Le juge motive brièvement sa décision en indiquant de quel document il s’agit sans en révéler les détails.

De façon générale, on peut classer en deux catégories les documents à l’égard desquels le privilège des communications entre client et avocat est invoqué : d’abord des notes préparées apparemment par des associés ou employés de Price Waterhouse (Edmonton) au cours de la vérification et de l’examen des états financiers consolidés d’Interprovincial Pipe Line Inc. pour l’année 1993, puis des documents échangés entre Price Waterhouse (Edmonton) et Price Waterhouse (Toronto) concernant des avis fournis par Price Waterhouse (Toronto) à un avocat indépendant dont les requérantes avaient retenu les services afin qu’il leur fournisse un avis juridique. En ce qui concerne les documents de la première catégorie, certains d’entre eux sont la preuve, à leur face même, que les requérantes en connaissaient l’existence avant la signification des demandes à Price Waterhouse (Edmonton) par l’intimé. En ce qui concerne les documents de la seconde catégorie, ils ne font pas preuve en soi que les requérantes en connaissaient l’existence avant la signification des demandes, et aucune autre preuve ne m’a été soumise à cet égard.

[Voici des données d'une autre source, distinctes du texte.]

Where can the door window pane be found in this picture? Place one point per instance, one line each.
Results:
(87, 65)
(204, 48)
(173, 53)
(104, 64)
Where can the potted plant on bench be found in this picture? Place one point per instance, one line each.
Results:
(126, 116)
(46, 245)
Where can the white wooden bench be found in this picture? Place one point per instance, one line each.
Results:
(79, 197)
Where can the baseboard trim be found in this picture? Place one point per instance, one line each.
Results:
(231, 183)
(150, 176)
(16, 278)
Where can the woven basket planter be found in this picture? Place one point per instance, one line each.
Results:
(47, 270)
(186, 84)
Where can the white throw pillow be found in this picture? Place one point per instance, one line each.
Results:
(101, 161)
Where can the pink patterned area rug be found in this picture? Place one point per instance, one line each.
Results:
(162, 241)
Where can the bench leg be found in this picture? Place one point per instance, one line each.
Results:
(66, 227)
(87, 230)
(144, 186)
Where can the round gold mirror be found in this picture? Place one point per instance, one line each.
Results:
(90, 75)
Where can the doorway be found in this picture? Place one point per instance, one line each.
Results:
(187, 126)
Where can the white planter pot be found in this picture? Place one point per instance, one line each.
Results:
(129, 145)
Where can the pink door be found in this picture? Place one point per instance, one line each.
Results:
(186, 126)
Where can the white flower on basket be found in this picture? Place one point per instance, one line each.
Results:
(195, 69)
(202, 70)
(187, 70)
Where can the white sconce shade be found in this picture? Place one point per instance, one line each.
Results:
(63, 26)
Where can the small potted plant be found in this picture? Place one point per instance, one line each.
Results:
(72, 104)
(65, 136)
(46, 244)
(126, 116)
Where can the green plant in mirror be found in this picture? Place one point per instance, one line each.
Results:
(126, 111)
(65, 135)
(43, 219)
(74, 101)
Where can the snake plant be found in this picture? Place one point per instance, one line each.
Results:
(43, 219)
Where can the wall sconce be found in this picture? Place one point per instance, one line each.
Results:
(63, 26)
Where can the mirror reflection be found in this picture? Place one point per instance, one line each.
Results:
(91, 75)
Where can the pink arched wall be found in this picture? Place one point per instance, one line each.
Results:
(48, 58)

Dans le cadre de la vérification et de l’examen, Price Waterhouse (Edmonton) était autorisée à se fonder sur le paragraphe 170(1) de la Loi canadienne sur les sociétés par actions[2], lequel dispose :

170. (1) Les administrateurs, dirigeants, employés ou mandataires de la société, ou leurs prédécesseurs, doivent, à la demande du vérificateur :

a) le renseigner;

b) lui donner accès à tous les registres, documents, livres, comptes et pièces justificatives de la société ou de ses filiales,

dans la mesure où il l’estime nécessaire pour agir conformément à l’article 169 et où il est raisonnable pour ces personnes d’accéder à cette demande.

Au cours du contre-interrogatoire de James Andrew Telford sur l’affidavit qu’il a déposé au nom des requérantes en l’espèce, l’échange suivant a eu lieu au sujet de l’article 170 de la Loi canadienne sur les sociétés par actions invoqué par Price Waterhouse (Edmonton) et de la réponse des requérantes concernant les avis juridiques reçus d’un avocat de l’extérieur :

[traduction] Q. Vous ont-ils (Price Waterhouse (Edmonton)) expliqué pourquoi ils exigeaient ces avis juridiques?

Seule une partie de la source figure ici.